9. Increased Appetite
A severe protein deficiency symptom is that your urge to eat food reduces. However, if the deficiency is marginal, then your body may try to encourage you to eat more food to meet your body’s protein requirement. This may make you indulge in junk food or savouries which have protein in them but are also rich in calories. Binge eating will make you overweight or obese.
10. Inadequate Nutrient Absorption
A protein deficiency can also make it difficult for your body to absorb nutrients like zinc, iron niacin, and calcium from other foods.
11. Low Blood Pressure
A protein deficiency can cause low blood pressure problems and also a low heart rate. The classic symptoms are dizziness, breathing difficulty, and in some cases fainting.
12. Muscle and Joint Pain
Muscle and joint pain also indicate a protein deficiency in the body. The muscles and joints in your body are breaking down to supplement the calories instead of using up your protein reserve from the body.

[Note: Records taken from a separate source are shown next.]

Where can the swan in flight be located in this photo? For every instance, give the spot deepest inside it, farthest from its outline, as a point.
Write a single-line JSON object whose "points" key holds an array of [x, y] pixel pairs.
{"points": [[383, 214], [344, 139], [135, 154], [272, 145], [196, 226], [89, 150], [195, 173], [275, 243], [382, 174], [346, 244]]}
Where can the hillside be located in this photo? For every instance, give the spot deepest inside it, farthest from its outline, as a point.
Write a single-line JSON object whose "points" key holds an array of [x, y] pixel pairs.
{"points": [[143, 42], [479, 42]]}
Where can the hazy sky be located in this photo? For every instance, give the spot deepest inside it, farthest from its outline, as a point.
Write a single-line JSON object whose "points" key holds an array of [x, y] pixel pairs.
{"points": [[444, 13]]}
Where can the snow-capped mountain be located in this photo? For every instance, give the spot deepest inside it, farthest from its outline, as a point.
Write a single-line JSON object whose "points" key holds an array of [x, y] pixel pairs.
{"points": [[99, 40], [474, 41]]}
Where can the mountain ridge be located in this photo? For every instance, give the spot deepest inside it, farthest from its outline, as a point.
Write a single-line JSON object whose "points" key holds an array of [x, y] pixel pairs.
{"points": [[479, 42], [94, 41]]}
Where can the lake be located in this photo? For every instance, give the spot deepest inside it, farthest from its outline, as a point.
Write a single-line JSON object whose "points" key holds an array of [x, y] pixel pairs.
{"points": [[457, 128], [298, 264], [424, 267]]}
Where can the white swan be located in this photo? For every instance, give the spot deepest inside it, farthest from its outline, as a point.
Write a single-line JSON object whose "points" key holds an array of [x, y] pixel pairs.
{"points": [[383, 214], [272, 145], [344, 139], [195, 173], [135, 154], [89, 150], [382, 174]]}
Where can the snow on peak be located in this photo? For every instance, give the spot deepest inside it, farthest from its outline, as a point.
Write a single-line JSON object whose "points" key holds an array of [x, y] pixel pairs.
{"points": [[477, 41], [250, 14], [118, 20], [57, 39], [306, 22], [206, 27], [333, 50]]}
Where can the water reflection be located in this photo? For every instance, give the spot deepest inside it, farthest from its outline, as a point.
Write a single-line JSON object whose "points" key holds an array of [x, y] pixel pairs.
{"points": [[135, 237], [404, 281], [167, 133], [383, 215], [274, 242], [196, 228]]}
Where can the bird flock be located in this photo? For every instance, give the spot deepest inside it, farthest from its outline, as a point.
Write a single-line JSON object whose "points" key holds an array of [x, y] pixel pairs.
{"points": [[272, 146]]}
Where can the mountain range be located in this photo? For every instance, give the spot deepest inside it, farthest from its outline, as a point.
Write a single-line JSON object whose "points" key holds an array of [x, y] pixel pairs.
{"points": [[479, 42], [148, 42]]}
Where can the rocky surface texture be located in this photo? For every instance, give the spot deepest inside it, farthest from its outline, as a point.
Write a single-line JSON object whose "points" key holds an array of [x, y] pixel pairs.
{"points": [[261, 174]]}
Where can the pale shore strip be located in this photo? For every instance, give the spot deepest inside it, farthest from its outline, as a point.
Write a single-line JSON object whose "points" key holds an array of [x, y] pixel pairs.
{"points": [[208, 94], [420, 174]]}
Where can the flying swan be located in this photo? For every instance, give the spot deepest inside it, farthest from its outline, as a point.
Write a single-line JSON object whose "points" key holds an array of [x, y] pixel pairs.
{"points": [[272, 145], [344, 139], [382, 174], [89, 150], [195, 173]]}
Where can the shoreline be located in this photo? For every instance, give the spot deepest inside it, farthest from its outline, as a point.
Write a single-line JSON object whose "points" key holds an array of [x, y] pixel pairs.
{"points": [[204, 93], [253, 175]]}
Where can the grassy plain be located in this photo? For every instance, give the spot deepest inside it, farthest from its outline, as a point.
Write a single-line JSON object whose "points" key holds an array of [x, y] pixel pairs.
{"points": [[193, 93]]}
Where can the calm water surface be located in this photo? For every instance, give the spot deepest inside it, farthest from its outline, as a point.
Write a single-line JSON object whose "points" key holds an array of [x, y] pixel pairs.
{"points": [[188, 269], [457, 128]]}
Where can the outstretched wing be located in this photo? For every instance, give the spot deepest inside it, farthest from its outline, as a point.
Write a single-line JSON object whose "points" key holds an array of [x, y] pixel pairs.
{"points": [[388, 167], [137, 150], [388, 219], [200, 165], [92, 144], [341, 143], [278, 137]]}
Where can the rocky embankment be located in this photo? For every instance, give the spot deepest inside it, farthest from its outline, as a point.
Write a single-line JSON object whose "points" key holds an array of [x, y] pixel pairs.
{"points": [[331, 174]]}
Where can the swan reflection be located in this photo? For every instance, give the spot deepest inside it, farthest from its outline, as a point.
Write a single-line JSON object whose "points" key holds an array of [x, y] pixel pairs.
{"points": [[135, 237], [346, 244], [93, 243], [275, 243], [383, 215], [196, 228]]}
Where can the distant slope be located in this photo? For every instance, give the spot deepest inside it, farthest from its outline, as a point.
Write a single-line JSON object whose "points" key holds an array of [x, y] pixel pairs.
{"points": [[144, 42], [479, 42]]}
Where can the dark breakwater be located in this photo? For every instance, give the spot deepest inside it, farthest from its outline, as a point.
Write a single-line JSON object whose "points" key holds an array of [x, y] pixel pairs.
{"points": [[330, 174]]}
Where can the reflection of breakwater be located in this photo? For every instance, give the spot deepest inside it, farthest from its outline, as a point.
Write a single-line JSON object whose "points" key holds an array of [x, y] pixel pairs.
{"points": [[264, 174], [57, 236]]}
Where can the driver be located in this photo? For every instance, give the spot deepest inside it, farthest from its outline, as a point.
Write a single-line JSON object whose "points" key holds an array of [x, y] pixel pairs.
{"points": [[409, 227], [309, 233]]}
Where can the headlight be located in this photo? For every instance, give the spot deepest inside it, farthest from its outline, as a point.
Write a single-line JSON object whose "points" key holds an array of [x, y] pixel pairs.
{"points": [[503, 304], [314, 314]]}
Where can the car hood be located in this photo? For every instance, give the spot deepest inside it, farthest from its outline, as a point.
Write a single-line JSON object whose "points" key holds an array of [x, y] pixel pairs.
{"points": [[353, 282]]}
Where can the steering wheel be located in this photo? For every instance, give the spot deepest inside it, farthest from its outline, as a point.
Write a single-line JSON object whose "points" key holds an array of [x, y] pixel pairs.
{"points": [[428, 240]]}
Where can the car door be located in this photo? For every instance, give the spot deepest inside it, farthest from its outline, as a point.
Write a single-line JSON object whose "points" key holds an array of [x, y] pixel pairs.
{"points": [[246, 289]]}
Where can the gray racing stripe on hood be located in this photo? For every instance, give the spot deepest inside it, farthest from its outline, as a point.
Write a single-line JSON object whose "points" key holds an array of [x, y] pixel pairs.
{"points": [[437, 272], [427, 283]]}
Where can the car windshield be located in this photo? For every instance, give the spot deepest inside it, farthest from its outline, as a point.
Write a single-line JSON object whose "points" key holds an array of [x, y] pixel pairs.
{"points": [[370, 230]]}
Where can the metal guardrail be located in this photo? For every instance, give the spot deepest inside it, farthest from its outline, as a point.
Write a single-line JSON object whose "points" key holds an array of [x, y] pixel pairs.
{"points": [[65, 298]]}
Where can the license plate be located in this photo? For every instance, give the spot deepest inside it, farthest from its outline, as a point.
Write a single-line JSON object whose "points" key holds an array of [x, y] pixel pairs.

How Much Protein Should You Take?
Protein requirement for the body is determined based on the body weight, your age, muscle mass and the amount of physical activity you undertake. The recommended intake (RDA) is 0.8 grams for each kg of your body weight.
How to Manage Protein Deficiency
If you think you are plagued with protein deficiency check out the below points to build up your protein reserve.
1. Reduce your intake of processed food
Stop eating junk food and sugar-laden cookies and eat healthy foods rich in protein like eggs, meat, Greek yoghurt, fruits, whole grains and vegetables, etc.
2. Include alternative sources of protein in your diet
Try introducing plant-based proteins in your diet like whole grains, nuts and seeds, and lentils.
3. Use protein powder supplements
If you want to increase your protein intake, you can consider soups made from eggs, soy, peas, rice or whey.
4. Consult your doctor
Despite your best efforts if you find that your problem of protein deficiency is not getting solved, consult a doctor to check if you have low stomach acid condition. Low stomach acid prevents nutrients from getting absorbed in the body.
5. Make changes in your food consumption
If you eat cereals for your breakfast, change it to eggs. They will keep you full for a longer duration and boost your protein requirements.
6. Eat protein-rich foods in the beginning
Protein intake just at the beginning of your meal will keep you full and reduce the urge of snacking hours later.
1. How Much Protein Do You Need While Pregnant?
Usually, 70g to a 100g daily intake of protein is considered ideal for a pregnant woman. However, it depends on your body requirements.
2. How Much Protein Do I Need in a Day While Breastfeeding?
As a breastfeeding mother you should try to include a protein component in each of your meals to meet your body’s requirement of protein and provide nourishment to your baby.
3. How Much Protein Should a Child Get and Why?
A child should get 1gm of protein for every kg he weighs. Protein is not only required to maintain the tissues and other organs of the body, but it also helps in the physical growth of the child.
4. Which Diseases Are Caused Due to Lack of Proteins in Children?
A severe lack of protein causes in the dreadful disease Kwashiorkor and also protein-energy malnutrition. Apart from this, brittle nails, hair loss, and skin patchiness are signs of protein deficiency in nails, skin, and hair that is commonly evident among children.
Protein deficiency is treatable. If you think you suffer from any or most of the above symptoms, speak to your doctor for proper treatment. Eat nutritious food and stay healthy!